For the foregoing reasons, the petition for a writ of habeas corpus under 28 U.S.C. § 2254 should be denied with prejudice for failure to make a substantial showing of the denial of a federal right.

INSTRUCTIONS FOR SERVICE AND NOTICE OF RIGHT TO OBJECT

A copy of this report and recommendation shall be served on all parties in the manner provided by law. Any party who objects to any part of this report and recommendation must file specific written objections within 14 days after being served with a copy. See 28 U.S.C. § 636(b)(1); Fed. R. Civ. P. 72(b). To be specific, an objection must identify the specific finding or recommendation to which objection is made, state the basis for the objection, and specify the place in the magistrate judge's report and recommendation where the disputed determination is found.

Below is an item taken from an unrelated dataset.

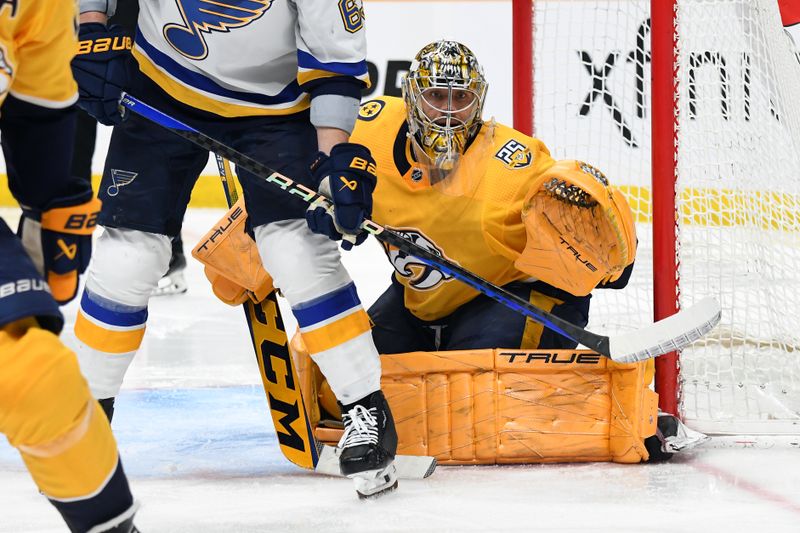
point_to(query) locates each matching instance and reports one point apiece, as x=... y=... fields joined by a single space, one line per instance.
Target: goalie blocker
x=473 y=406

An objection that merely incorporates by reference or refers to the briefing before the magistrate judge is not specific. Failure to file specific written objections will bar the aggrieved party from appealing the factual findings and legal conclusions of the magistrate judge that are accepted or adopted by the district court, except upon grounds of plain error. See Douglass v. United Services Automobile Ass'n, 79 F.3d 1415, 1417 (5th Cir. 1996).